You could maintain an index table and sort the index table instead.
This way you will not have to worry about times and values being consistent.
And whenever you need a sorted value, you can lookup on the sorted index.
And if in the future you decided there was going to be a third value, the sorting code will not need any changes.

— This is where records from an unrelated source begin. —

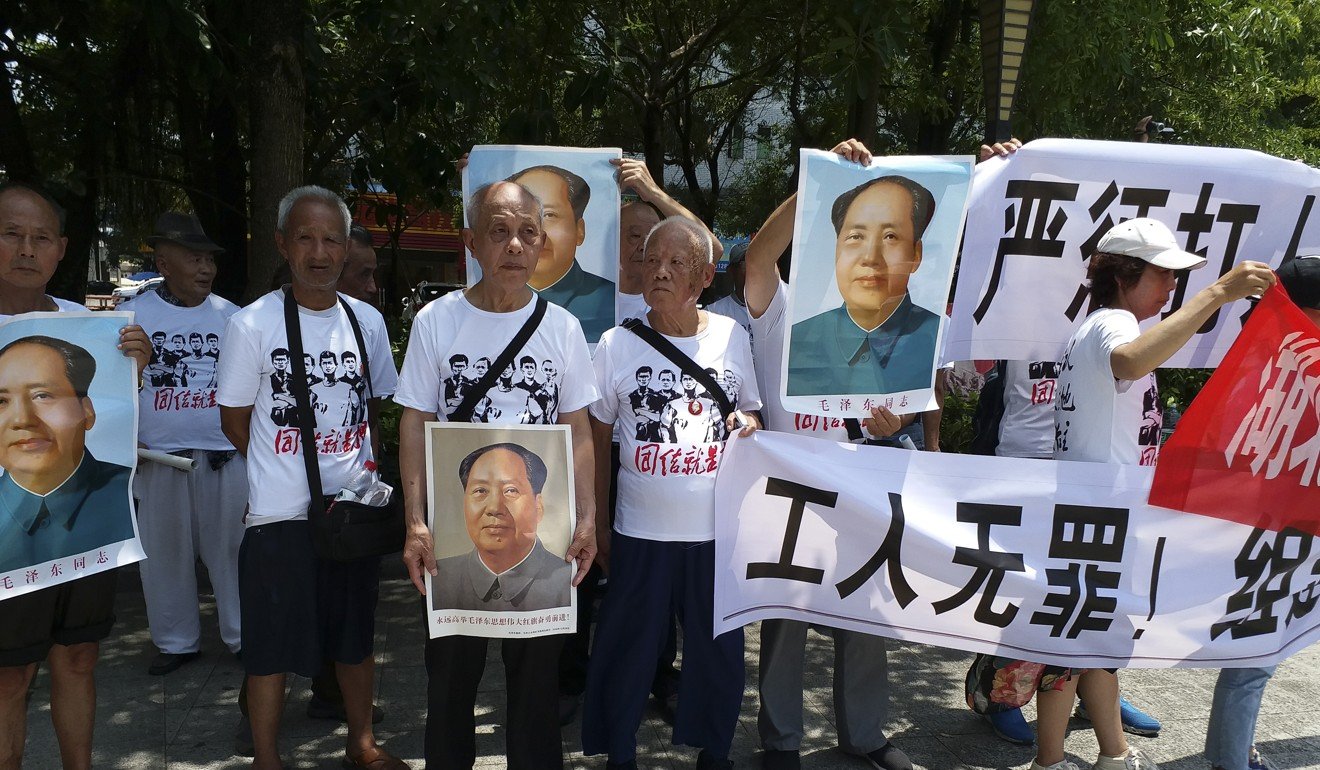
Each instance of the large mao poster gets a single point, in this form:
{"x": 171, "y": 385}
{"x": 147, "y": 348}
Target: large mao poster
{"x": 580, "y": 197}
{"x": 873, "y": 260}
{"x": 500, "y": 509}
{"x": 69, "y": 420}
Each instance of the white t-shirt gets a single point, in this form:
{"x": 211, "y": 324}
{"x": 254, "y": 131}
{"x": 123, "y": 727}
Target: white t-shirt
{"x": 671, "y": 439}
{"x": 1097, "y": 418}
{"x": 1027, "y": 427}
{"x": 176, "y": 407}
{"x": 61, "y": 307}
{"x": 630, "y": 307}
{"x": 256, "y": 374}
{"x": 734, "y": 309}
{"x": 767, "y": 344}
{"x": 454, "y": 342}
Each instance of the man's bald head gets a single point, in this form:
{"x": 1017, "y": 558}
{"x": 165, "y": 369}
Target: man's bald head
{"x": 494, "y": 196}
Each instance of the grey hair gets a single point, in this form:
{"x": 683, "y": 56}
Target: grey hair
{"x": 316, "y": 193}
{"x": 477, "y": 201}
{"x": 696, "y": 229}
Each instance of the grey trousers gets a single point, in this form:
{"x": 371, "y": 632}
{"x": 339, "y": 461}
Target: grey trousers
{"x": 861, "y": 687}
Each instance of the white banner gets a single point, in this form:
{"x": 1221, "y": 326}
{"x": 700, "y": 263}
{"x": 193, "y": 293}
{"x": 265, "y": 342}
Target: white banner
{"x": 1048, "y": 561}
{"x": 1034, "y": 221}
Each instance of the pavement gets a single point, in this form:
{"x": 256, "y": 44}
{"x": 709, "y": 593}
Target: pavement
{"x": 186, "y": 720}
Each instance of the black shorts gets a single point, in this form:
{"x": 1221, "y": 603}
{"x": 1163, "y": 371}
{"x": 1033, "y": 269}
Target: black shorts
{"x": 70, "y": 613}
{"x": 298, "y": 610}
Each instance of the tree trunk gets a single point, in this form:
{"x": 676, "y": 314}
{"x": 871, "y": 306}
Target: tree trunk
{"x": 277, "y": 99}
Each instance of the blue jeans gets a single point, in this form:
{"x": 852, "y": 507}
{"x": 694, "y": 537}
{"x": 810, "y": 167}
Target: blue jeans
{"x": 1237, "y": 703}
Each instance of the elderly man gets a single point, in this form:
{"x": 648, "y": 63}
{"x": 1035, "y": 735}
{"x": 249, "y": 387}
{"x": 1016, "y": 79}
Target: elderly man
{"x": 297, "y": 608}
{"x": 506, "y": 237}
{"x": 1106, "y": 410}
{"x": 661, "y": 552}
{"x": 559, "y": 278}
{"x": 182, "y": 515}
{"x": 861, "y": 675}
{"x": 65, "y": 624}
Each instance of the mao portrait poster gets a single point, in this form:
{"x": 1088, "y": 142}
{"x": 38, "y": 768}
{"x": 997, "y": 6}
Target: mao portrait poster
{"x": 580, "y": 262}
{"x": 500, "y": 509}
{"x": 69, "y": 418}
{"x": 873, "y": 260}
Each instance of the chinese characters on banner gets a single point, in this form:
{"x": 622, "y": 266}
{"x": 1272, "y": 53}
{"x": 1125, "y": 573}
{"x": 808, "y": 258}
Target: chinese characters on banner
{"x": 1050, "y": 561}
{"x": 1034, "y": 221}
{"x": 67, "y": 462}
{"x": 873, "y": 259}
{"x": 1249, "y": 447}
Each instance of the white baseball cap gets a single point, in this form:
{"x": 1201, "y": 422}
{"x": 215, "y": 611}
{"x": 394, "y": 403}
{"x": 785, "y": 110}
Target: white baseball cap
{"x": 1150, "y": 241}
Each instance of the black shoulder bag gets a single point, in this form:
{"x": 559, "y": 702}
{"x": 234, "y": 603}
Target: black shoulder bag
{"x": 463, "y": 412}
{"x": 685, "y": 363}
{"x": 341, "y": 530}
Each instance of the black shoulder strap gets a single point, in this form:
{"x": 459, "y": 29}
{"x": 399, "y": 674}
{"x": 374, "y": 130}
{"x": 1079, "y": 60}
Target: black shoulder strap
{"x": 463, "y": 414}
{"x": 680, "y": 359}
{"x": 362, "y": 346}
{"x": 302, "y": 398}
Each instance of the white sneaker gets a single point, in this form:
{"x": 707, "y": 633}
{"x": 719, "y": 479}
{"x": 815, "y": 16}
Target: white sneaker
{"x": 1134, "y": 760}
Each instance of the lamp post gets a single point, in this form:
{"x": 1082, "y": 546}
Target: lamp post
{"x": 1003, "y": 41}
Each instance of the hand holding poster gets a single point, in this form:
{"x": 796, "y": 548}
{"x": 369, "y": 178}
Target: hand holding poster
{"x": 502, "y": 515}
{"x": 873, "y": 258}
{"x": 1034, "y": 221}
{"x": 580, "y": 262}
{"x": 1048, "y": 561}
{"x": 69, "y": 415}
{"x": 1249, "y": 445}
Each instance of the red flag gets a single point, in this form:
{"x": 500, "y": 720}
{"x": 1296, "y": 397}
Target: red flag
{"x": 1248, "y": 449}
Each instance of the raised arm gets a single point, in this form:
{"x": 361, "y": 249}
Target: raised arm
{"x": 776, "y": 234}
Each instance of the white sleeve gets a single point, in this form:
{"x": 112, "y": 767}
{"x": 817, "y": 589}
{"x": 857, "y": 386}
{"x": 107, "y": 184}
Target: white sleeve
{"x": 606, "y": 407}
{"x": 239, "y": 366}
{"x": 580, "y": 387}
{"x": 419, "y": 385}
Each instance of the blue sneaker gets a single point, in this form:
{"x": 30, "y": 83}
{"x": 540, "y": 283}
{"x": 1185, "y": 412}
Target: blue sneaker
{"x": 1010, "y": 727}
{"x": 1135, "y": 721}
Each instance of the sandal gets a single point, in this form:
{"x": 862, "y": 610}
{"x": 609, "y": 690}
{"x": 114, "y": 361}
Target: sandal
{"x": 375, "y": 758}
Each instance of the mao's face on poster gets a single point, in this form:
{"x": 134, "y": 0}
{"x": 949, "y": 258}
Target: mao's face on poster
{"x": 42, "y": 421}
{"x": 877, "y": 248}
{"x": 499, "y": 506}
{"x": 564, "y": 231}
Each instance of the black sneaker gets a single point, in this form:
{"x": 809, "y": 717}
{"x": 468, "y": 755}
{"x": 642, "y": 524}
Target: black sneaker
{"x": 889, "y": 757}
{"x": 705, "y": 761}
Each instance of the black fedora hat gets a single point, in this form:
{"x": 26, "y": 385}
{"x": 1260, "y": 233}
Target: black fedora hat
{"x": 182, "y": 229}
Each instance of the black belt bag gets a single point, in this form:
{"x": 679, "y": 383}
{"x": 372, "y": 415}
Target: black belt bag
{"x": 341, "y": 530}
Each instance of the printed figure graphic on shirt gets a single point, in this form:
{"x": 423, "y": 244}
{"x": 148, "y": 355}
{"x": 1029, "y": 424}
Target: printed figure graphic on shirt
{"x": 284, "y": 410}
{"x": 454, "y": 385}
{"x": 692, "y": 418}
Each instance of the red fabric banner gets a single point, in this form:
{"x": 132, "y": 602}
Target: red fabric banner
{"x": 1248, "y": 449}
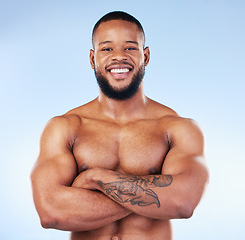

Here's a sample in C#, but it shouldn't be hard to adapt to your scripting language:
static void Main() {
var r = new Random();
// initialize random data
var index = new int[10]; // the index table
var times = new double[10]; // times
var values = new double[10]; // values
for (int i = 0; i < 10; i++) {
index[i] = i;
times[i] = r.NextDouble();
values[i] = r.NextDouble();
}
// a naive bubble sort
for (int i = 0; i < 10; i++)
for (int j = 0; j < 10; j++)
// compare time value at current index
if (times[index[i]] < times[index[j]]) {
// swap index value (times and values remain unchanged)
var temp = index[i];
index[i] = index[j];
index[j] = temp;
}
// check if the result is correct
for (int i = 0; i < 10; i++)
Console.WriteLine(times[index[i]]);
Console.ReadKey();
}
Note: I used a naive bubble sort there, watchout. In your case, an insertion sort is probably a good candidate. Since you don't want complex recursions.